Really shows: you should pick more compile plans before running the benchmark more iterations.  I.e., If my time budget requires me to pick between running the benchmark in the same harness 10 times vs 10-from-scratch runs, I need to do the from-scratch runs because this will capture the non-determinsm in the compilation plan.

========
Analysis & Reduction of Memory Inefficiencies in Java Strings

Trade6 – 40% of heap is strings.  Many dup’d strings & many unused literals.  Unused literals – due to error messaes for error paths never taken.  (but I suspect unused literals are not important for Azul because their count is fixed with the application and does not scale with heap size).  For Trade6 – about 1/2 of heap strings are wasted – 1/4 are dups and 1/4 are wasted in fragmentation.  Azul does not suffer fragmentation because we don’t share string bodies.

He proposes interning strings during GC (but this changes semantics ever so slightly – things that were not “==” before become “==” afterwards.  Have a “tenured string” hash table – long lived strings go also into this table; then young-gen strings can be checked against the table by GC.  Most of the experts in the audience want to claim that the change is ok – no self-respecting Java program will be broken by this change (myself included, but I don’t want to put words in other peoples’ mouths).

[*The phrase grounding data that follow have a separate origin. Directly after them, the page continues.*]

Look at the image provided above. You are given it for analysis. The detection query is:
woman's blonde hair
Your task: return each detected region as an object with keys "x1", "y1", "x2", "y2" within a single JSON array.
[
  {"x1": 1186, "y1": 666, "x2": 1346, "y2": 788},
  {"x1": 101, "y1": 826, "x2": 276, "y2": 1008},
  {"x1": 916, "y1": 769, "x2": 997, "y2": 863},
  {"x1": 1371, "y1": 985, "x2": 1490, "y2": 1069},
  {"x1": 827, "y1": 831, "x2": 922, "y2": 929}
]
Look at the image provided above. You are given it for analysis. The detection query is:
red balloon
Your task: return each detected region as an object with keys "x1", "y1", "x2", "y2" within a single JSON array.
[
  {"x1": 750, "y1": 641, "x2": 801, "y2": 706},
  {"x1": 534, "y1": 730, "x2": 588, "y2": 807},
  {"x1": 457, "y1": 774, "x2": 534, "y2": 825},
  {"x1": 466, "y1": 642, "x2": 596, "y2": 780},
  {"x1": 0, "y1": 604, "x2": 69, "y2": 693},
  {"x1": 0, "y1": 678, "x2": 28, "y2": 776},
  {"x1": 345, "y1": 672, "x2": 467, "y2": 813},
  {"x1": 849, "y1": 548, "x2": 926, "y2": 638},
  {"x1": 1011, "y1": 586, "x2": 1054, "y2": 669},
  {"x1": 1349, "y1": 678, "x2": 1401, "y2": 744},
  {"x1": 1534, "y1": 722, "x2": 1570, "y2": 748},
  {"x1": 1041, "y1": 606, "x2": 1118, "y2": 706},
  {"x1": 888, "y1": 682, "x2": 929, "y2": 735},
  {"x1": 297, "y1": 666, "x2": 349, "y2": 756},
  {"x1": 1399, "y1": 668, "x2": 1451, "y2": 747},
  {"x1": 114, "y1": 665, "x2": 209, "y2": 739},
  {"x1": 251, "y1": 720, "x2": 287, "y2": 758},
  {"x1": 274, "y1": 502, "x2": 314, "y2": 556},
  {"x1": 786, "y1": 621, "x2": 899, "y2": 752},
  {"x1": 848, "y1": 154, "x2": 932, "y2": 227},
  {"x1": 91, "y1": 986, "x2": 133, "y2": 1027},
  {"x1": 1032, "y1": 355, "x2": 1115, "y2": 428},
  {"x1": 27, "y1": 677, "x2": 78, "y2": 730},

Note that Azul has already rewritten the String implementation to remove the offset & count fields and we don’t share String bodies.  This hack LOWERED our average String footprint by maybe 10% and brought us a similar speedup (10% smaller heap footprint means 10% smaller working set means 10% more effective D-cache usage, etc).

They also hacked the VM to deal with the large count of unused literals.  Make a special version of String which holds the constant-pool index and a null char array.  When exploding on the null-char-array access they look for this special String & lazily make the body as needed.  Removes ~20,000 string literals from Trade6.  But note he is using tiny heaps – and the literals will not scale with heap-size, but the dup’d strings will.

When run on SpecJVM98, DB becomes vastly faster but no change on the other benchmarks.  Reduces live heap on DaCapo by 10% of heap.  For Trade6 & Tuscany reduce live heap by 20%.

========
Analyzing the Perfomance of Code-Copying Virtual Machines

Interesting hack to speed up interpreter-only languages.

========
Performance of translated COBOL programs on a JVM

Some things translate nicely; can make all COBOL variables Java instance variables for thread-safety.  COBOL divisions become Java classes, etc.  COBOL “picture” clause specifies amount of storage to be allocated, but mostly has direct translation to e.g. Java’s BigDecimal class or fixed-length Strings. 

Can specify arrays-of-structs in COBOL; again fairly easy to make a Java struct array and fill in all structures (but lots of wasted space for Java object headers).  Actually seeing lots of wastage – gives 7x space blowup example.  Seeing vast wastage in practice.

Can ‘#include’ COBOL header files, often done for just one or two fields in the header.  But must eagerly construct all defined storage space. 

COBOL subroutines include “open” and “closed” (normal) subroutines; open subroutines tend to be translated as ending with exception throws – result is most subroutines end in an exception throw.

Opt 1: share common init’d String, essentially interning all Strings of blanks. 

Opt 2: Same thing for BigDecimal for value zero but with different scale/decimal-point values.  Instead just return a common cached version.

Opt 3: All internal fields of structs & arrays are lazily constructed.  Use getters/settings, and get’ers lazily convert null’s to real storage only if asked for – for each array element or field value.

Opt 4: Remove extra throws; notice when calls just return normally and allow callee to just return.

Opt 5: Translator by default uses a lot of reflection, they now make class-specific versions of many things to avoid reflection.

Opt 6: Lots of time/date String manipulation.  So made some custom date/string conversion functions to match the specific COBOL requirements instead of using the default Java Date-conversion libs.

Overall, seeing 10-20% perf improvement, with nearly 75% of objects no longer being allocated.